Saturday, April 19, 2008

Do You Know Where You're Going To?

There used to be an old military joke:

Q: What's the most dangerous situation you can face?
A: An officer with a map.

The modern civilian equivalent:

Q: What's the most dangerous thing on the road?
A: A lorry with a sat-nav.


Monday, April 07, 2008

Do You Feel Like We Do?

I'm feeling vibrant today. This is a good thing. We should all feel vibrant and we should be vibrant in what we do. I hope you are all vibrant and that the things around you and the places you go are vibrant.

I hope that you know when you are vibrant and when the things around you are not vibrant and that you can be vibrant despite not everything being vibrant and that you can help everything to be vibrant because then everything will be all right.

And when you know that you are vibrant please find out what it means to be vibrant and why that is not just the same as thrilling (which is the poor old dictionary's best attempt, unless you want to feel resonant or vibrating, which I think are completely different things) and then be sure that you want to be thrilled all the time and not be old and tired once in a while.

And then come and tell me - but when trying to tell me what vibrant means you are not allowed to use words that don't mean anything or mean all different things to all different people.

Thursday, April 03, 2008

It's All In the Game

Time to catch up on three more results before the final game of the season on Tuesday.

Blundering a pawn on move 11 is not the best thing to do. However I get a surprising amount of counterplay and the basis of an attack. The Draw Specialist does what he does best. Has to be said that the opponent was a bit cautious.

Winning a pawn is much better.
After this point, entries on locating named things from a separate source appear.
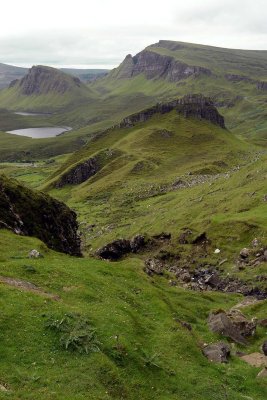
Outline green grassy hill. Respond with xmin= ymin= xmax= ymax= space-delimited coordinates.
xmin=0 ymin=41 xmax=267 ymax=160
xmin=36 ymin=101 xmax=266 ymax=260
xmin=94 ymin=40 xmax=267 ymax=143
xmin=0 ymin=231 xmax=267 ymax=400
xmin=0 ymin=41 xmax=267 ymax=400
xmin=0 ymin=66 xmax=92 ymax=112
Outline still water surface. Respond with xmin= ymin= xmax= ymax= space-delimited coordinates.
xmin=7 ymin=126 xmax=72 ymax=139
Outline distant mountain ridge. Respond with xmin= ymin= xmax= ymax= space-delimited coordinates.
xmin=0 ymin=63 xmax=109 ymax=89
xmin=9 ymin=65 xmax=82 ymax=96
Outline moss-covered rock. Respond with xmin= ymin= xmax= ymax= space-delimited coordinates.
xmin=0 ymin=175 xmax=81 ymax=256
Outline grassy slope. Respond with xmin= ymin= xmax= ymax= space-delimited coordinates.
xmin=35 ymin=112 xmax=267 ymax=272
xmin=0 ymin=42 xmax=267 ymax=160
xmin=93 ymin=42 xmax=267 ymax=144
xmin=0 ymin=231 xmax=267 ymax=400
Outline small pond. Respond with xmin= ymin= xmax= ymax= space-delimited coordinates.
xmin=7 ymin=126 xmax=72 ymax=139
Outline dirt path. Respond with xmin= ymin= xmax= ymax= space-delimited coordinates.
xmin=0 ymin=276 xmax=60 ymax=301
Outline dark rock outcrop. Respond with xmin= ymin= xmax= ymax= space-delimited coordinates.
xmin=144 ymin=258 xmax=164 ymax=276
xmin=257 ymin=81 xmax=267 ymax=91
xmin=208 ymin=310 xmax=256 ymax=344
xmin=0 ymin=175 xmax=81 ymax=256
xmin=112 ymin=50 xmax=211 ymax=82
xmin=203 ymin=342 xmax=230 ymax=363
xmin=224 ymin=74 xmax=255 ymax=83
xmin=17 ymin=65 xmax=82 ymax=96
xmin=96 ymin=235 xmax=147 ymax=261
xmin=56 ymin=157 xmax=100 ymax=188
xmin=119 ymin=94 xmax=225 ymax=128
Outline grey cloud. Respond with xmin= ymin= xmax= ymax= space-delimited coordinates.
xmin=0 ymin=0 xmax=267 ymax=67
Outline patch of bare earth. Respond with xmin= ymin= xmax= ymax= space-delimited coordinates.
xmin=0 ymin=276 xmax=60 ymax=301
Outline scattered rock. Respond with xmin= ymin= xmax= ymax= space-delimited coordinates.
xmin=153 ymin=232 xmax=172 ymax=242
xmin=56 ymin=157 xmax=100 ymax=188
xmin=208 ymin=310 xmax=256 ymax=344
xmin=29 ymin=249 xmax=43 ymax=258
xmin=179 ymin=271 xmax=191 ymax=283
xmin=192 ymin=232 xmax=211 ymax=246
xmin=178 ymin=228 xmax=193 ymax=244
xmin=258 ymin=318 xmax=267 ymax=328
xmin=257 ymin=367 xmax=267 ymax=378
xmin=130 ymin=235 xmax=146 ymax=253
xmin=118 ymin=94 xmax=225 ymax=128
xmin=203 ymin=342 xmax=230 ymax=363
xmin=96 ymin=239 xmax=131 ymax=261
xmin=144 ymin=258 xmax=164 ymax=276
xmin=240 ymin=353 xmax=267 ymax=368
xmin=0 ymin=175 xmax=81 ymax=256
xmin=239 ymin=247 xmax=250 ymax=258
xmin=251 ymin=238 xmax=260 ymax=247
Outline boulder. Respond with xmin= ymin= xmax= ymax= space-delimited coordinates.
xmin=178 ymin=229 xmax=193 ymax=244
xmin=239 ymin=247 xmax=250 ymax=258
xmin=203 ymin=342 xmax=230 ymax=363
xmin=208 ymin=310 xmax=256 ymax=344
xmin=144 ymin=258 xmax=164 ymax=276
xmin=96 ymin=239 xmax=131 ymax=261
xmin=257 ymin=367 xmax=267 ymax=378
xmin=130 ymin=235 xmax=146 ymax=253
xmin=0 ymin=175 xmax=81 ymax=256
xmin=29 ymin=249 xmax=42 ymax=258
xmin=227 ymin=309 xmax=257 ymax=338
xmin=240 ymin=353 xmax=267 ymax=368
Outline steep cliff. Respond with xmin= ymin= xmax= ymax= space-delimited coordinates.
xmin=0 ymin=175 xmax=81 ymax=256
xmin=56 ymin=157 xmax=100 ymax=188
xmin=112 ymin=50 xmax=211 ymax=82
xmin=120 ymin=94 xmax=225 ymax=128
xmin=10 ymin=65 xmax=82 ymax=96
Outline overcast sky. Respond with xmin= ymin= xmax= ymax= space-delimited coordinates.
xmin=0 ymin=0 xmax=267 ymax=68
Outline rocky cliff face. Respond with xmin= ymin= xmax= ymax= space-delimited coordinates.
xmin=14 ymin=65 xmax=82 ymax=96
xmin=113 ymin=50 xmax=211 ymax=82
xmin=0 ymin=175 xmax=81 ymax=256
xmin=56 ymin=157 xmax=100 ymax=188
xmin=119 ymin=94 xmax=225 ymax=128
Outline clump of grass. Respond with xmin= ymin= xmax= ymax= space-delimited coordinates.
xmin=46 ymin=314 xmax=101 ymax=354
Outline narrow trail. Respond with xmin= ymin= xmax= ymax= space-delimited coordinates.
xmin=0 ymin=276 xmax=60 ymax=301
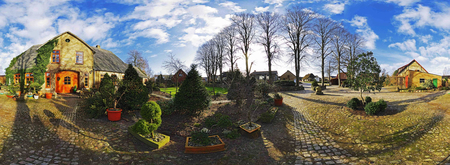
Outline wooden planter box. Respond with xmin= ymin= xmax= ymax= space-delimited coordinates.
xmin=184 ymin=135 xmax=225 ymax=154
xmin=128 ymin=127 xmax=170 ymax=149
xmin=239 ymin=122 xmax=261 ymax=139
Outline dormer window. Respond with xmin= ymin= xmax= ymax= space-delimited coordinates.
xmin=52 ymin=50 xmax=60 ymax=64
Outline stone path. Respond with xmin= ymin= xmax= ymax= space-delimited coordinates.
xmin=283 ymin=90 xmax=357 ymax=165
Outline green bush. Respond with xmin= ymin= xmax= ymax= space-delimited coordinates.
xmin=364 ymin=102 xmax=379 ymax=115
xmin=225 ymin=129 xmax=241 ymax=139
xmin=311 ymin=80 xmax=319 ymax=87
xmin=156 ymin=99 xmax=175 ymax=115
xmin=365 ymin=96 xmax=372 ymax=104
xmin=205 ymin=117 xmax=217 ymax=128
xmin=347 ymin=98 xmax=360 ymax=109
xmin=274 ymin=80 xmax=295 ymax=86
xmin=131 ymin=119 xmax=150 ymax=136
xmin=217 ymin=115 xmax=233 ymax=128
xmin=191 ymin=131 xmax=212 ymax=146
xmin=119 ymin=64 xmax=149 ymax=111
xmin=174 ymin=64 xmax=211 ymax=116
xmin=141 ymin=101 xmax=162 ymax=137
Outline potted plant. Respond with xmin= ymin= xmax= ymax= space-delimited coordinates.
xmin=128 ymin=101 xmax=170 ymax=148
xmin=184 ymin=128 xmax=225 ymax=154
xmin=273 ymin=93 xmax=283 ymax=106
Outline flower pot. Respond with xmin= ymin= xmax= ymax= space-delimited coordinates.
xmin=239 ymin=122 xmax=261 ymax=139
xmin=128 ymin=127 xmax=170 ymax=149
xmin=106 ymin=108 xmax=122 ymax=121
xmin=184 ymin=135 xmax=225 ymax=154
xmin=273 ymin=98 xmax=283 ymax=106
xmin=45 ymin=93 xmax=53 ymax=99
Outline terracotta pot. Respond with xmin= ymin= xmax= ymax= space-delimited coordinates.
xmin=184 ymin=135 xmax=225 ymax=154
xmin=106 ymin=108 xmax=122 ymax=121
xmin=273 ymin=99 xmax=283 ymax=106
xmin=45 ymin=93 xmax=53 ymax=99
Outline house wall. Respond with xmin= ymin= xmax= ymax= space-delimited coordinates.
xmin=42 ymin=33 xmax=94 ymax=92
xmin=280 ymin=72 xmax=295 ymax=81
xmin=94 ymin=71 xmax=125 ymax=88
xmin=406 ymin=70 xmax=442 ymax=87
xmin=398 ymin=62 xmax=427 ymax=76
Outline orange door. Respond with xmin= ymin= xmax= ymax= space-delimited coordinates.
xmin=56 ymin=71 xmax=78 ymax=93
xmin=405 ymin=76 xmax=409 ymax=88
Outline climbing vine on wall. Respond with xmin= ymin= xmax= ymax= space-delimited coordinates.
xmin=31 ymin=39 xmax=58 ymax=85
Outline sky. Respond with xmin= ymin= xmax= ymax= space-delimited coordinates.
xmin=0 ymin=0 xmax=450 ymax=76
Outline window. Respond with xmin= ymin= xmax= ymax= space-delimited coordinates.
xmin=14 ymin=73 xmax=20 ymax=83
xmin=45 ymin=72 xmax=50 ymax=88
xmin=52 ymin=50 xmax=60 ymax=64
xmin=77 ymin=52 xmax=84 ymax=64
xmin=25 ymin=73 xmax=34 ymax=85
xmin=64 ymin=76 xmax=70 ymax=85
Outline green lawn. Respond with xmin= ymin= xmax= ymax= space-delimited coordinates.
xmin=161 ymin=87 xmax=228 ymax=97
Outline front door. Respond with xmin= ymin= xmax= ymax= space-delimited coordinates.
xmin=56 ymin=71 xmax=78 ymax=93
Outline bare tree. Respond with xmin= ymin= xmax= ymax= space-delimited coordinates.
xmin=223 ymin=25 xmax=239 ymax=72
xmin=231 ymin=13 xmax=255 ymax=77
xmin=163 ymin=53 xmax=186 ymax=92
xmin=213 ymin=32 xmax=227 ymax=82
xmin=343 ymin=34 xmax=364 ymax=78
xmin=332 ymin=26 xmax=349 ymax=87
xmin=283 ymin=6 xmax=314 ymax=86
xmin=312 ymin=17 xmax=338 ymax=86
xmin=127 ymin=50 xmax=153 ymax=77
xmin=256 ymin=12 xmax=281 ymax=84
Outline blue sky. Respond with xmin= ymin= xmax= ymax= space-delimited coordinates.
xmin=0 ymin=0 xmax=450 ymax=76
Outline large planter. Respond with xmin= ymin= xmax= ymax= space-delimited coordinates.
xmin=128 ymin=127 xmax=170 ymax=149
xmin=273 ymin=98 xmax=283 ymax=106
xmin=184 ymin=135 xmax=225 ymax=154
xmin=45 ymin=93 xmax=53 ymax=99
xmin=106 ymin=108 xmax=122 ymax=121
xmin=239 ymin=122 xmax=261 ymax=139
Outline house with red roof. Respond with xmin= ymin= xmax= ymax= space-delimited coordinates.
xmin=397 ymin=60 xmax=442 ymax=88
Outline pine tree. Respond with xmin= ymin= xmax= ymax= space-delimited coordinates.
xmin=174 ymin=64 xmax=211 ymax=116
xmin=119 ymin=64 xmax=149 ymax=111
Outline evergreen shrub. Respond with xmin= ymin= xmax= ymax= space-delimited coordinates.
xmin=174 ymin=64 xmax=211 ymax=116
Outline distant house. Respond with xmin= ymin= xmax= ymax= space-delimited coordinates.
xmin=302 ymin=73 xmax=316 ymax=81
xmin=397 ymin=60 xmax=442 ymax=88
xmin=171 ymin=69 xmax=187 ymax=83
xmin=330 ymin=73 xmax=347 ymax=85
xmin=250 ymin=70 xmax=278 ymax=81
xmin=280 ymin=70 xmax=295 ymax=81
xmin=0 ymin=75 xmax=6 ymax=84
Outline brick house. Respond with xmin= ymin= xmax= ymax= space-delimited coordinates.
xmin=6 ymin=32 xmax=148 ymax=93
xmin=280 ymin=70 xmax=295 ymax=81
xmin=397 ymin=60 xmax=442 ymax=88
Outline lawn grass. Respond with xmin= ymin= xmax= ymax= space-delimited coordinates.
xmin=161 ymin=87 xmax=228 ymax=97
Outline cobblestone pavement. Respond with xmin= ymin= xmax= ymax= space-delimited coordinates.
xmin=284 ymin=90 xmax=357 ymax=164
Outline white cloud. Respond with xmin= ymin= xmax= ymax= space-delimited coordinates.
xmin=324 ymin=2 xmax=345 ymax=14
xmin=219 ymin=1 xmax=246 ymax=13
xmin=385 ymin=0 xmax=420 ymax=6
xmin=348 ymin=15 xmax=379 ymax=50
xmin=255 ymin=6 xmax=270 ymax=13
xmin=394 ymin=4 xmax=450 ymax=36
xmin=388 ymin=39 xmax=417 ymax=51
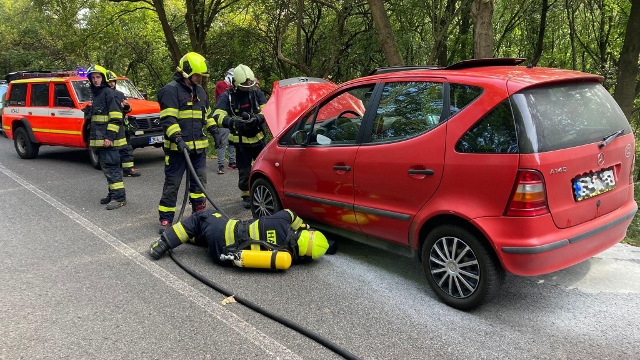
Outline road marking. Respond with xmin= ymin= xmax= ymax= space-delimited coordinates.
xmin=0 ymin=164 xmax=301 ymax=359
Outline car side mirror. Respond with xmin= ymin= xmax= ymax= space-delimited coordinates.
xmin=291 ymin=130 xmax=309 ymax=146
xmin=56 ymin=96 xmax=75 ymax=108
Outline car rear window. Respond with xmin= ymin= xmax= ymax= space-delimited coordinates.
xmin=511 ymin=83 xmax=631 ymax=154
xmin=72 ymin=80 xmax=92 ymax=102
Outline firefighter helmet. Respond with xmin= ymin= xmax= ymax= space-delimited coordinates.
xmin=107 ymin=70 xmax=118 ymax=81
xmin=233 ymin=64 xmax=256 ymax=91
xmin=178 ymin=52 xmax=209 ymax=78
xmin=224 ymin=68 xmax=233 ymax=84
xmin=87 ymin=64 xmax=108 ymax=81
xmin=298 ymin=230 xmax=329 ymax=260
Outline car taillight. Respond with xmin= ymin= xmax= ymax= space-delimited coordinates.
xmin=629 ymin=154 xmax=636 ymax=185
xmin=504 ymin=170 xmax=549 ymax=216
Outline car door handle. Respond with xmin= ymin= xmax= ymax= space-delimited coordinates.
xmin=409 ymin=169 xmax=435 ymax=175
xmin=333 ymin=165 xmax=351 ymax=171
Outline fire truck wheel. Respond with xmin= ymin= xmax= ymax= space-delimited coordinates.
xmin=13 ymin=127 xmax=40 ymax=159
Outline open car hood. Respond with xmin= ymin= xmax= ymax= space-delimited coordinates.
xmin=262 ymin=77 xmax=338 ymax=136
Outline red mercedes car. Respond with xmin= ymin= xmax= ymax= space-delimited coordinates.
xmin=250 ymin=59 xmax=637 ymax=309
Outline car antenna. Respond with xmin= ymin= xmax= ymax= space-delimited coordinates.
xmin=527 ymin=54 xmax=542 ymax=69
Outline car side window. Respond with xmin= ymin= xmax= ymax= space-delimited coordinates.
xmin=455 ymin=99 xmax=518 ymax=154
xmin=53 ymin=84 xmax=71 ymax=106
xmin=302 ymin=84 xmax=375 ymax=145
xmin=8 ymin=84 xmax=27 ymax=106
xmin=446 ymin=84 xmax=483 ymax=119
xmin=29 ymin=83 xmax=49 ymax=106
xmin=370 ymin=81 xmax=444 ymax=142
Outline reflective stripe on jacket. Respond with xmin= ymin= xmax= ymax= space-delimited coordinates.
xmin=158 ymin=73 xmax=216 ymax=151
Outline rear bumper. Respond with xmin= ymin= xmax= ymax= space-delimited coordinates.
xmin=474 ymin=201 xmax=638 ymax=276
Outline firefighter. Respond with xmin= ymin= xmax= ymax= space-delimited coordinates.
xmin=158 ymin=52 xmax=218 ymax=233
xmin=149 ymin=209 xmax=334 ymax=270
xmin=107 ymin=70 xmax=141 ymax=177
xmin=213 ymin=64 xmax=267 ymax=209
xmin=87 ymin=65 xmax=127 ymax=210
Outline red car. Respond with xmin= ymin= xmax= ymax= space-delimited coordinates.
xmin=250 ymin=59 xmax=637 ymax=309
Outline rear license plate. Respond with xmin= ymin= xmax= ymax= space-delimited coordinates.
xmin=573 ymin=168 xmax=616 ymax=201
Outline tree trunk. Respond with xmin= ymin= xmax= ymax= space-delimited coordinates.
xmin=471 ymin=0 xmax=493 ymax=59
xmin=153 ymin=0 xmax=182 ymax=65
xmin=533 ymin=0 xmax=550 ymax=62
xmin=613 ymin=0 xmax=640 ymax=119
xmin=369 ymin=0 xmax=404 ymax=66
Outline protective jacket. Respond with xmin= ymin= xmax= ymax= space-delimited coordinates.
xmin=158 ymin=72 xmax=216 ymax=151
xmin=162 ymin=209 xmax=303 ymax=263
xmin=89 ymin=83 xmax=127 ymax=149
xmin=213 ymin=88 xmax=267 ymax=147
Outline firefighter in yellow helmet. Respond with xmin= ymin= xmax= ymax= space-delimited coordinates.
xmin=158 ymin=52 xmax=218 ymax=233
xmin=107 ymin=70 xmax=140 ymax=183
xmin=213 ymin=64 xmax=267 ymax=209
xmin=150 ymin=209 xmax=335 ymax=270
xmin=87 ymin=65 xmax=127 ymax=210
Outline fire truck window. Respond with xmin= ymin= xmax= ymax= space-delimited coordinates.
xmin=30 ymin=84 xmax=49 ymax=106
xmin=9 ymin=84 xmax=27 ymax=106
xmin=53 ymin=84 xmax=71 ymax=106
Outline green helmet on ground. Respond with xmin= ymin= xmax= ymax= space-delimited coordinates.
xmin=298 ymin=230 xmax=329 ymax=260
xmin=233 ymin=64 xmax=256 ymax=91
xmin=179 ymin=52 xmax=209 ymax=77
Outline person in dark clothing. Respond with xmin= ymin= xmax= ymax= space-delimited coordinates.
xmin=87 ymin=65 xmax=127 ymax=210
xmin=215 ymin=68 xmax=238 ymax=174
xmin=107 ymin=70 xmax=141 ymax=177
xmin=213 ymin=64 xmax=267 ymax=209
xmin=149 ymin=209 xmax=329 ymax=269
xmin=158 ymin=52 xmax=218 ymax=233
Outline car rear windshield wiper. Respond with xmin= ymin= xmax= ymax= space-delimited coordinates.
xmin=598 ymin=129 xmax=624 ymax=149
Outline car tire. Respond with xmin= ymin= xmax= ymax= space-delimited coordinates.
xmin=251 ymin=179 xmax=282 ymax=219
xmin=89 ymin=147 xmax=102 ymax=170
xmin=422 ymin=225 xmax=505 ymax=310
xmin=13 ymin=127 xmax=40 ymax=159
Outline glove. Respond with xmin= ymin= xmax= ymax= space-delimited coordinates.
xmin=209 ymin=126 xmax=222 ymax=149
xmin=173 ymin=135 xmax=189 ymax=153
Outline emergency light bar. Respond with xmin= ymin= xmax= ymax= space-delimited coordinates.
xmin=5 ymin=70 xmax=86 ymax=82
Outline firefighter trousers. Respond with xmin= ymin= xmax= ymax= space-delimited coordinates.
xmin=158 ymin=149 xmax=207 ymax=223
xmin=97 ymin=147 xmax=126 ymax=202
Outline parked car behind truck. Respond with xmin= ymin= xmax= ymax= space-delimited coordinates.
xmin=2 ymin=71 xmax=164 ymax=169
xmin=250 ymin=59 xmax=638 ymax=309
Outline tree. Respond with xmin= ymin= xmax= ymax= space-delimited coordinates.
xmin=471 ymin=0 xmax=493 ymax=59
xmin=613 ymin=0 xmax=640 ymax=119
xmin=369 ymin=0 xmax=402 ymax=66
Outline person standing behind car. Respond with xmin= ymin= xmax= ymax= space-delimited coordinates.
xmin=87 ymin=65 xmax=127 ymax=210
xmin=107 ymin=70 xmax=140 ymax=177
xmin=158 ymin=52 xmax=218 ymax=233
xmin=213 ymin=64 xmax=267 ymax=209
xmin=215 ymin=68 xmax=238 ymax=174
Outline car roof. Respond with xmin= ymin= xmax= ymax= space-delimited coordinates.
xmin=11 ymin=76 xmax=88 ymax=84
xmin=356 ymin=58 xmax=604 ymax=91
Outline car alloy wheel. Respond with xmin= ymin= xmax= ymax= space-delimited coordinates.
xmin=421 ymin=224 xmax=505 ymax=310
xmin=429 ymin=236 xmax=481 ymax=299
xmin=251 ymin=179 xmax=282 ymax=219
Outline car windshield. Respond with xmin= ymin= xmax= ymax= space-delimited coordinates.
xmin=511 ymin=83 xmax=631 ymax=154
xmin=73 ymin=80 xmax=144 ymax=102
xmin=71 ymin=80 xmax=92 ymax=102
xmin=116 ymin=80 xmax=144 ymax=99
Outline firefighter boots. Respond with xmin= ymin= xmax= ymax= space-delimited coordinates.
xmin=107 ymin=200 xmax=127 ymax=210
xmin=149 ymin=237 xmax=171 ymax=260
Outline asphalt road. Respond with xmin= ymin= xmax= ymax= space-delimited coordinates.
xmin=0 ymin=136 xmax=640 ymax=359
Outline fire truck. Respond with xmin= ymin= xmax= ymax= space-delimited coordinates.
xmin=2 ymin=71 xmax=164 ymax=169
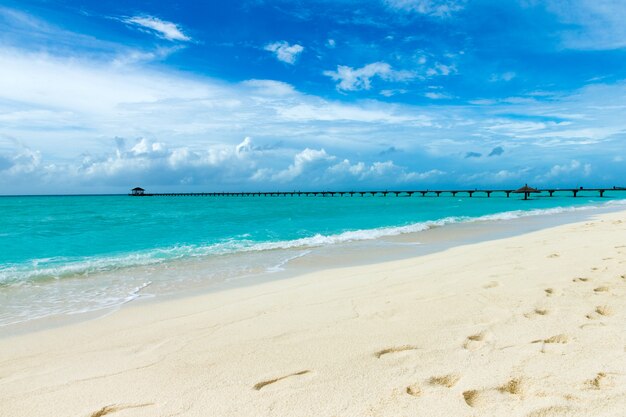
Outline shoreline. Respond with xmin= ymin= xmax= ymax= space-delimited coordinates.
xmin=0 ymin=210 xmax=626 ymax=417
xmin=0 ymin=200 xmax=623 ymax=339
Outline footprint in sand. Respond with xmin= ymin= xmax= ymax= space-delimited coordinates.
xmin=89 ymin=403 xmax=154 ymax=417
xmin=253 ymin=369 xmax=311 ymax=391
xmin=497 ymin=377 xmax=526 ymax=395
xmin=527 ymin=405 xmax=576 ymax=417
xmin=595 ymin=306 xmax=614 ymax=316
xmin=585 ymin=306 xmax=614 ymax=320
xmin=406 ymin=384 xmax=422 ymax=397
xmin=463 ymin=332 xmax=491 ymax=350
xmin=428 ymin=374 xmax=461 ymax=388
xmin=524 ymin=308 xmax=550 ymax=319
xmin=585 ymin=372 xmax=610 ymax=390
xmin=374 ymin=345 xmax=417 ymax=359
xmin=463 ymin=389 xmax=484 ymax=407
xmin=531 ymin=333 xmax=570 ymax=353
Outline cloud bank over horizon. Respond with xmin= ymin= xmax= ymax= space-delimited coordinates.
xmin=0 ymin=0 xmax=626 ymax=194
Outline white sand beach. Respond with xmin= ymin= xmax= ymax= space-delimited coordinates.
xmin=0 ymin=211 xmax=626 ymax=417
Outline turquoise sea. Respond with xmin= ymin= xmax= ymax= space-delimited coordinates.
xmin=0 ymin=191 xmax=626 ymax=325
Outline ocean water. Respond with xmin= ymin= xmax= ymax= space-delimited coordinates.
xmin=0 ymin=191 xmax=626 ymax=326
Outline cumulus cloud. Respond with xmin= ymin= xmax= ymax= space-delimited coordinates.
xmin=328 ymin=159 xmax=445 ymax=185
xmin=122 ymin=15 xmax=191 ymax=42
xmin=384 ymin=0 xmax=465 ymax=17
xmin=487 ymin=146 xmax=504 ymax=156
xmin=270 ymin=148 xmax=335 ymax=182
xmin=424 ymin=91 xmax=452 ymax=100
xmin=489 ymin=71 xmax=517 ymax=82
xmin=263 ymin=41 xmax=304 ymax=65
xmin=545 ymin=159 xmax=591 ymax=178
xmin=324 ymin=62 xmax=415 ymax=91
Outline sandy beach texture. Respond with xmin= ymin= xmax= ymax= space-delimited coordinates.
xmin=0 ymin=212 xmax=626 ymax=417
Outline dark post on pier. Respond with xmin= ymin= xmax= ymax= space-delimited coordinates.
xmin=129 ymin=184 xmax=626 ymax=200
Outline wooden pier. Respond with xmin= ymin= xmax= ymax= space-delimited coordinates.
xmin=129 ymin=187 xmax=626 ymax=198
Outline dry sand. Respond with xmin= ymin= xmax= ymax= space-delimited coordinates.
xmin=0 ymin=212 xmax=626 ymax=417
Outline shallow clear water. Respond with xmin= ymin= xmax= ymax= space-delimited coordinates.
xmin=0 ymin=192 xmax=624 ymax=325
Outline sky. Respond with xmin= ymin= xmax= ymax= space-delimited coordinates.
xmin=0 ymin=0 xmax=626 ymax=194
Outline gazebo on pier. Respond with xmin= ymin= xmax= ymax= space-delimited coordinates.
xmin=513 ymin=184 xmax=541 ymax=200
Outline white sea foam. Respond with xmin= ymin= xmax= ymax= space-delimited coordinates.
xmin=0 ymin=200 xmax=626 ymax=286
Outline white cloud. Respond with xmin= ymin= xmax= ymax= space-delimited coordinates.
xmin=424 ymin=91 xmax=452 ymax=100
xmin=545 ymin=159 xmax=591 ymax=178
xmin=122 ymin=15 xmax=191 ymax=42
xmin=324 ymin=62 xmax=415 ymax=91
xmin=384 ymin=0 xmax=465 ymax=17
xmin=489 ymin=71 xmax=517 ymax=82
xmin=380 ymin=88 xmax=409 ymax=97
xmin=264 ymin=41 xmax=304 ymax=65
xmin=426 ymin=62 xmax=456 ymax=77
xmin=271 ymin=148 xmax=335 ymax=182
xmin=241 ymin=80 xmax=296 ymax=96
xmin=328 ymin=159 xmax=445 ymax=184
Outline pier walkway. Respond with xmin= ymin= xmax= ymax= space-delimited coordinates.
xmin=130 ymin=187 xmax=626 ymax=197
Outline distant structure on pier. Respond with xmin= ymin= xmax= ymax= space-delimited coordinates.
xmin=513 ymin=184 xmax=540 ymax=200
xmin=129 ymin=184 xmax=626 ymax=200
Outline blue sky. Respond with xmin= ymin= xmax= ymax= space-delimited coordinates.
xmin=0 ymin=0 xmax=626 ymax=194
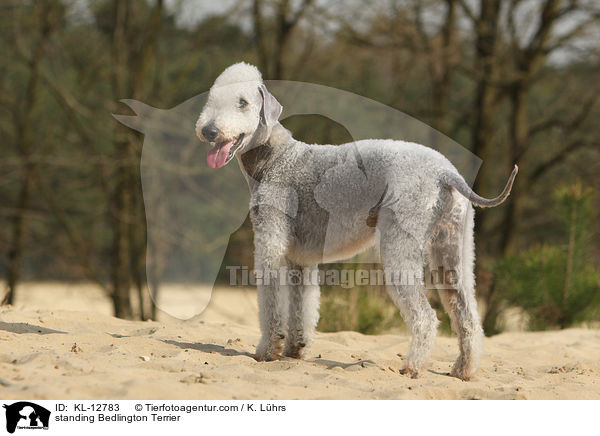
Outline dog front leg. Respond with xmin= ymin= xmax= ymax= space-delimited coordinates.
xmin=256 ymin=255 xmax=288 ymax=361
xmin=283 ymin=265 xmax=320 ymax=359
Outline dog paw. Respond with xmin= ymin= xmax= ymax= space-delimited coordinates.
xmin=450 ymin=366 xmax=473 ymax=381
xmin=283 ymin=343 xmax=307 ymax=359
xmin=254 ymin=342 xmax=283 ymax=362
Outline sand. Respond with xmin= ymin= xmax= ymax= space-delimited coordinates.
xmin=0 ymin=284 xmax=600 ymax=399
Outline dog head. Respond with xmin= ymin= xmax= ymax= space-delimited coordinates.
xmin=196 ymin=62 xmax=282 ymax=168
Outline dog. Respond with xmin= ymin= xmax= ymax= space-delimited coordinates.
xmin=196 ymin=63 xmax=518 ymax=380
What was supposed, after 1. c4, to be a quiet strategic game turns into into a wild tactical melee in the centre of the board with his knights dodging all over the central files and me giving myself a backward e-pawn in a desperate attempt to avoid a crushing attack down the e- and f-files. Well in the end it looks to me like I can take his weak central pawn and if he can see better through it than I can he deserves to win. But he can't. So a pawn up in the centre of the board - force the queens and knights off (OK not quite forced but awkward to avoid) to a rook ending. But all rook endings are drawn? Not this one. Carefully advance the backward pawn till it is the front one, swop off to make it passed, the rooks come off and the king is far enough forward so that the opposition makes the win. Job done. Pity that we still lost the match 2.5 to 3.5.

And then one that really is a positional game. Good for the Chigorin Defence to the Queen's Gambit. The key move, the winning move is 5 ... B x f3 - because he gets a doubled pawn. So that when we get to a same-bishop endgame my 3v2 on the Q-side is mobile and his 4v3 on the kingside is crippled - not helped by the fact that all through I have slightly had a lead in development which turns into initiative which turns into a king slightly further up the board. Finally with the threats available (good old Nimzovitch, a threat is stronger than its execution) 3v2 becomes 1v0 and 4v3 gets completely stopped on the same colour the bishops are on. And one drops off and even though the bishop looks trapped, there's a safe maneouvre to get it out and the when the bishops are forced off the king has to take the outside passed pawn which leaves me enough time to take all his. Always put your pawns on the opposite colour square to your bishop. My word, two wins in a row. +4 in division 2 and +2 in division 4.